Enforcement notices rose by 155% according to PwC analysis.
Thirty-five fines totalling £3,245,500 were handed out for breaches of UK data protection law – nearly double the total in 2015.
In what should be of real concern to those companies still unprepared for the impending GDPR, there was a staggering 155% increase in the number of data protection enforcement actions issued in 2016.
In 2015 just nine notices were issued, compared to the 23 enforcement notices issued last year. What makes this huge increase even more surprising is the fact that 2016 was the year that organisations were required to take steps to ensure compliance after a data breach, as well as it being the first year in the journey to GDPR compliance.
According to PwC analysis of ICO data protection enforcement actions, the UK was one of the most active regions for regulatory enforcement action in Europe last year, along with Italy (€3.3m). However, the low level financial penalties seen in Europe sits in stark contrast to the US where fines of approximately $250m were served.
“The ICO can currently issue fines up to £500,000, but with this set to increase to up to 4% of global turnover under the new regulation, UK organisations must use the remaining time to prepare for GDPR compliance before May next year,” said Stewart Room, PwC’s global cyber security and data protection legal services leader.

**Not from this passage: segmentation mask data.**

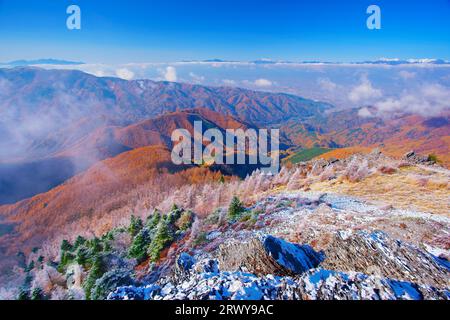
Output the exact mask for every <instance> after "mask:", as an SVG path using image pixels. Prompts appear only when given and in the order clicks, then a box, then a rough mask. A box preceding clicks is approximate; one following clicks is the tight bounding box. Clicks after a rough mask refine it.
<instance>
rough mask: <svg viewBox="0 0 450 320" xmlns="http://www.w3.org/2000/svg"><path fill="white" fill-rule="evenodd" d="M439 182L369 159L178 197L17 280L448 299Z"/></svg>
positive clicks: (349, 295) (98, 236)
mask: <svg viewBox="0 0 450 320" xmlns="http://www.w3.org/2000/svg"><path fill="white" fill-rule="evenodd" d="M132 152H137V151H132ZM124 160H125V159H124ZM386 168H390V170H387V169H386ZM425 177H426V181H425V182H424V180H423V179H425ZM448 181H449V171H448V170H446V169H443V168H440V167H437V166H418V165H415V164H413V163H407V162H404V161H398V160H394V159H392V158H389V157H386V156H384V155H383V154H381V153H379V152H377V151H375V152H372V153H369V154H367V155H362V154H357V155H353V156H351V157H350V158H347V159H342V160H339V161H333V162H327V161H325V160H314V161H310V162H307V163H303V164H301V165H299V166H296V167H293V168H292V169H287V168H284V169H283V170H282V171H281V172H280V173H279V174H278V175H276V176H267V175H261V174H260V173H259V172H255V173H254V174H253V175H252V176H250V177H248V178H247V179H246V180H244V181H237V180H234V181H227V182H225V183H224V184H217V183H211V184H209V185H208V187H205V188H201V189H198V188H196V187H195V186H189V187H188V188H182V189H180V191H181V192H180V193H177V194H176V195H175V194H173V195H171V196H168V197H167V199H164V200H162V203H161V204H160V205H157V207H158V209H160V210H159V211H153V209H150V208H143V207H135V209H134V210H132V211H131V212H128V213H127V214H126V217H127V218H125V215H123V214H124V211H122V215H121V217H123V218H124V219H122V221H121V223H119V224H117V225H115V226H114V227H113V226H111V225H110V226H108V227H105V228H104V229H98V232H97V233H96V236H97V237H96V238H93V236H89V234H88V233H86V232H83V233H80V231H81V230H84V226H83V227H82V228H78V229H76V228H74V229H71V230H67V231H66V232H65V235H64V236H61V237H56V238H55V239H53V240H52V241H50V242H47V243H46V244H44V246H43V247H42V248H40V249H37V250H36V251H35V252H34V253H31V254H30V255H29V256H28V258H27V260H25V261H23V262H22V265H23V266H24V267H23V268H22V269H20V270H22V271H19V274H18V276H17V277H16V280H17V279H24V277H25V275H27V274H28V275H29V277H31V279H32V280H31V281H29V282H25V284H24V286H23V287H22V289H21V290H22V291H20V295H21V297H22V298H26V297H27V296H28V297H30V295H31V293H32V292H33V296H34V297H36V295H37V294H38V293H39V296H38V298H39V299H43V298H52V299H66V298H67V297H68V296H72V297H76V298H77V299H84V298H90V299H107V298H108V299H112V300H121V299H137V300H153V299H155V300H158V299H181V300H184V299H190V300H204V299H224V300H227V299H233V300H234V299H236V300H239V299H250V300H259V299H289V300H291V299H294V300H297V299H301V300H303V299H305V300H311V299H319V300H320V299H350V300H359V299H376V300H378V299H382V300H383V299H414V300H421V299H449V295H448V292H449V279H450V278H449V277H450V268H449V262H448V258H449V257H450V255H449V249H450V247H449V243H448V237H447V233H448V232H449V228H450V220H449V215H448V212H450V208H449V207H448V205H444V203H446V199H447V198H448V187H449V186H448ZM388 186H389V188H387V187H388ZM189 188H190V189H189ZM189 190H195V195H196V197H195V199H192V198H190V196H189V194H190V192H189ZM356 190H360V191H364V192H365V193H364V194H356V193H355V191H356ZM212 191H213V192H212ZM212 193H213V194H212ZM418 195H420V196H419V197H418ZM217 196H219V197H217ZM233 196H239V198H240V199H241V200H242V202H240V201H239V200H236V199H233V200H232V198H233ZM148 199H151V196H150V195H147V196H145V195H143V196H142V197H141V198H140V200H139V202H145V201H147V200H148ZM400 199H403V200H404V201H399V200H400ZM407 200H409V201H407ZM163 203H164V204H163ZM168 203H172V204H173V203H174V204H176V206H173V205H167V204H168ZM200 204H201V205H200ZM436 204H440V205H436ZM205 205H206V206H207V210H206V211H202V210H201V209H202V208H204V207H205ZM152 207H153V206H152ZM138 208H140V209H138ZM149 209H150V210H149ZM132 215H134V217H131V216H132ZM128 217H131V220H129V218H128ZM141 219H142V220H141ZM92 221H96V220H90V221H89V222H90V224H91V226H89V227H88V226H86V228H87V229H88V230H93V229H92V228H93V226H92ZM98 222H100V221H97V223H98ZM63 239H65V240H68V241H62V240H63ZM61 241H62V242H61ZM61 243H62V245H60V244H61ZM98 268H99V269H98ZM17 288H18V287H16V288H15V289H12V290H11V291H8V292H10V293H11V294H12V295H14V294H19V290H18V289H17ZM37 289H39V290H38V291H39V292H38V291H36V290H37Z"/></svg>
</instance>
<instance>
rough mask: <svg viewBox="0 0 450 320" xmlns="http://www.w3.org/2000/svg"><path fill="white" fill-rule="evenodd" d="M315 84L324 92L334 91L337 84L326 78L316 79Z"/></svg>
mask: <svg viewBox="0 0 450 320" xmlns="http://www.w3.org/2000/svg"><path fill="white" fill-rule="evenodd" d="M317 83H318V84H319V86H320V87H321V88H322V89H324V90H326V91H334V90H336V88H337V84H336V83H334V82H333V81H331V80H330V79H328V78H319V79H317Z"/></svg>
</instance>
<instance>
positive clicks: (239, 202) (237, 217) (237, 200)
mask: <svg viewBox="0 0 450 320" xmlns="http://www.w3.org/2000/svg"><path fill="white" fill-rule="evenodd" d="M244 211H245V208H244V206H243V205H242V202H241V200H239V198H238V197H236V196H235V197H233V199H232V200H231V203H230V206H229V207H228V219H229V220H230V221H236V220H237V219H238V218H239V216H240V215H241V214H242V213H243V212H244Z"/></svg>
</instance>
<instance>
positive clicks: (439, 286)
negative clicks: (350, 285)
mask: <svg viewBox="0 0 450 320" xmlns="http://www.w3.org/2000/svg"><path fill="white" fill-rule="evenodd" d="M325 255H326V259H325V261H324V262H323V263H322V264H321V267H323V268H325V269H329V270H337V271H343V272H348V271H356V272H361V273H364V274H373V275H376V276H379V277H385V278H391V279H397V280H402V281H410V282H414V283H418V284H423V285H430V286H435V287H440V288H447V287H449V286H450V272H449V269H448V267H447V266H446V264H445V261H443V260H441V259H440V258H437V257H435V256H433V255H431V254H429V253H427V252H425V251H423V250H421V249H419V248H417V247H415V246H413V245H410V244H408V243H405V242H402V241H399V240H393V239H391V238H389V237H388V236H387V235H386V234H385V233H383V232H372V233H367V232H359V233H357V234H354V235H350V236H348V235H344V234H343V233H338V234H336V236H335V238H334V240H333V241H332V243H331V244H330V245H329V247H328V248H327V249H326V250H325Z"/></svg>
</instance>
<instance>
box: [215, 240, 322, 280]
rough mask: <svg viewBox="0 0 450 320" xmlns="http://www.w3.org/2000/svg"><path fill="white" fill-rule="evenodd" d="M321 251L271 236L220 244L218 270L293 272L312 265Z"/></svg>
mask: <svg viewBox="0 0 450 320" xmlns="http://www.w3.org/2000/svg"><path fill="white" fill-rule="evenodd" d="M323 258H324V255H323V253H320V252H316V251H314V250H313V249H312V248H311V247H310V246H308V245H298V244H294V243H290V242H287V241H284V240H282V239H279V238H275V237H272V236H265V237H261V238H253V239H251V240H249V241H247V242H244V243H241V242H235V243H231V244H227V245H221V247H220V248H219V251H218V260H219V268H220V270H221V271H245V272H249V273H252V274H255V275H268V274H273V275H279V276H285V275H296V274H301V273H303V272H305V271H307V270H309V269H313V268H316V267H317V266H318V265H319V264H320V262H321V261H322V260H323Z"/></svg>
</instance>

PwC’s recent CEO Survey found that 90% of CEOs around the world believe breaches of data privacy and ethics will have a negative impact on stakeholder trust, so the time to put this top of the agenda is now before GDPR becomes law from 25 May 2018. From then on, a variety of new compliance obligations will be imposed, including new rules about breach disclosure, data portability, and data use consent. Organisations that fail to comply could face penalties of up to 4% of global turnover or €20m depending on which is higher.
“We’ve performed more than 150 GDPR readiness assessments with our clients around the world. Many struggle to know where to start with their preparations, but also how to move programmes beyond just risk reviews and data analysis to delivering real operational change,” said Mr Room.
“It’s impossible to ignore the impact of legal and regulatory change in this area in recent years. The GDPR has already been a force for good by bringing the issue to much wider attention. After all, who can argue against what is essentially a code for good business, where privacy by design becomes part of everyday operations?”